7. One of the Judges in the Sarla Mudgal judgment had asked the Central Govt. to legislate and implement the uniform civil code in the country. He also referred to that portion of the Shah Bano Judgment in which the court had recommended a uniform civil code. In this instant judgment, it with respect to uniform civil code, it has been held: -

i. One of the judges in the Sarla Mudgal Case had no legal and constitutional right to issue any direction about legislation and implementation of a uniform civil code

ii. This court has no right to direct the Govt. to implement any Directive Principle including Article 44 contained in Chapter 4 of the Constitution. It has been so held by this court earlier also (PM Setty V/S State of Karnataka AIR 1989 AC 100, Keshvanand Bharti V/S State of Kerala 1973 Vol. 4 SCC 225)

iii. In Ahmedabad Women Action Group V/S Union of India 1947 Vol. 3 SCC 573, it has been held that there was no issue of uniform civil code involved in the Sarla Mudgal case and hence the direction of the single judge was unnecessary and uncalled for.

iv. It has been held in Pannalal Bansilal V/S State of Andhra Pradesh (1996 Vol. 2 Section 498) that the implementation of uniform civil code may be counterproductive to the unity and integrity of the country.

v. In this instant case, an affidavit had been filed by the Central Govt. to the effect that no uniform civil code will be implemented unless the affected communities so desire and initiative in this respect comes from their side with this affidavit, a copy of Dr. B.R. Ambedkar’s speech delivered on Dec 2, 1948 was also annexed in which he stated:

‘I should also like to point out that all that the State is claiming in this matter is a power to legislate. There is no obligation upon the state to do away with personal laws. It is only giving a power, therefore, no one need be apprehensive of the fact that if the State has the power, the State will immediately proceed to execute or enforce that power is a manner that may be found to be objectionable by the Muslims or by the Christians or by any others community in India. We must all remember- including members of the Muslim community who have spoken on this subject through one can appreciate their feelings very well- that sovereignty is always limited, no matter even if you assert that it is unlimited, because sovereignty in the exercise of that power must reconcile itself to the sentiments of different communities’

vi. The Addl. Solicitor General appeared on behalf of the Central Govt. and enforced the court that acting on the direction in the Sarla Mudgal judgment, the Govt. has no intention to legislate and implement uniform civil code.

vii. No direction had been issued in the Sarla Mudgal Judgment for implementation of uniform civil code.

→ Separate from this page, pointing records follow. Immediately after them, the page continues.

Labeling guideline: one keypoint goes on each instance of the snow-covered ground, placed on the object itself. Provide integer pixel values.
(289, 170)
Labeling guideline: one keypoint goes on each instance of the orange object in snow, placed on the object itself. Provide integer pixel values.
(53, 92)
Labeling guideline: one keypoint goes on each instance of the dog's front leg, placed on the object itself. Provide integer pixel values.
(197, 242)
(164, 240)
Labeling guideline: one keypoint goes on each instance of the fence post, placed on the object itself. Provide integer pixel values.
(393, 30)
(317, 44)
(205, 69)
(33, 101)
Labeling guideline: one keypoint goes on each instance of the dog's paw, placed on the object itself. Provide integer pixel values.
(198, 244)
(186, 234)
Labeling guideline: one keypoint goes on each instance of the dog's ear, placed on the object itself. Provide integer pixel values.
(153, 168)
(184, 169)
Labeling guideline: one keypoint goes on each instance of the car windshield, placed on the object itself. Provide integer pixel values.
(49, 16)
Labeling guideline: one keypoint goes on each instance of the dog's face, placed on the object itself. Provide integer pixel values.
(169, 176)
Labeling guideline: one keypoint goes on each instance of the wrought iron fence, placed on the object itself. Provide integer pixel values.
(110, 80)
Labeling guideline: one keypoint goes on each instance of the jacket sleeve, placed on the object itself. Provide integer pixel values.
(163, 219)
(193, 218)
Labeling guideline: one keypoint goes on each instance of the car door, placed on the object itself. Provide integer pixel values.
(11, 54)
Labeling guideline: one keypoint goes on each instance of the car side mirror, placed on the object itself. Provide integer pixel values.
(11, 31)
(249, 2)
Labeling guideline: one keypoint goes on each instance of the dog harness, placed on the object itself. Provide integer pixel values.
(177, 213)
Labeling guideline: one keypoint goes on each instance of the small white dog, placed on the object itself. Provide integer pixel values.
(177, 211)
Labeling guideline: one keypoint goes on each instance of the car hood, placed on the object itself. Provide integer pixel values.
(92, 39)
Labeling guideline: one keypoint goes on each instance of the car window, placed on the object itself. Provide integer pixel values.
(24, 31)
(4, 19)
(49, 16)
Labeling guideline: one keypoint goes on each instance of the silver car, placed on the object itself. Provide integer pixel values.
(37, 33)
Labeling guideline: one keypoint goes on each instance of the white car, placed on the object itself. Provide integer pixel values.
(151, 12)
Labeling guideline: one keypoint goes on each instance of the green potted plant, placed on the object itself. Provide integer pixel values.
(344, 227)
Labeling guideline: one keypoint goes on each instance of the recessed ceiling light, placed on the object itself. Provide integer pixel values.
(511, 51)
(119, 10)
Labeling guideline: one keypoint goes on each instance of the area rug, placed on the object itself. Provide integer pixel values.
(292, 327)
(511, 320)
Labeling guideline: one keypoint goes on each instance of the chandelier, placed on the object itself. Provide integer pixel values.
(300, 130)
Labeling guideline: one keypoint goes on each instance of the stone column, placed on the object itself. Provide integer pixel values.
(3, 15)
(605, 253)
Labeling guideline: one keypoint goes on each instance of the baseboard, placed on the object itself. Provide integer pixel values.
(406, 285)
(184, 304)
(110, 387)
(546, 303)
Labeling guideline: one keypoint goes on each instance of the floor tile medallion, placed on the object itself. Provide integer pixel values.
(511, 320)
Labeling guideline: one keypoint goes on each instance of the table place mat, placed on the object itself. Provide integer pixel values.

Justice Kuldeep Singh had requested the Govt. to have a fresh look at Article 44 of the Constitution in the light of the words used in the Article. Such requests have been made earlier also in the Shah Bano case and in other cases. ‘The apprehensive expressed on behalf of the Jamiat Ulema Hind and the Muslim Personal Law Board that the Govt. will act on the Sarla Mudgal Judgment is unfounded but in order to allay all apprehensions, we deem it proper, to reiterate that this court not issued any directions for the codification of the common civil code and the judges constituting the deferred benches had only expressed their views in the facts and circumstances of those cases.’

Now, it is clear from the above that in the instant case, Mr GC Ghosh had accepted Islam for ulterior and oblique motives. His motive was to contract a second marriage under the garb of conversion. He remained a Hindu for all practical purposes. It is a misuse of Islam. He had clearly violated Section 17 of the Hindu Marriage Act. The issue before the court was a feigned and sham conversion and not a factual and true conversion by heart. This judgment has dealt a death blow to the uniform civil code and has also justified having more than one wife under the Muslim Law like the condition of equal justice and treatment to co-wives.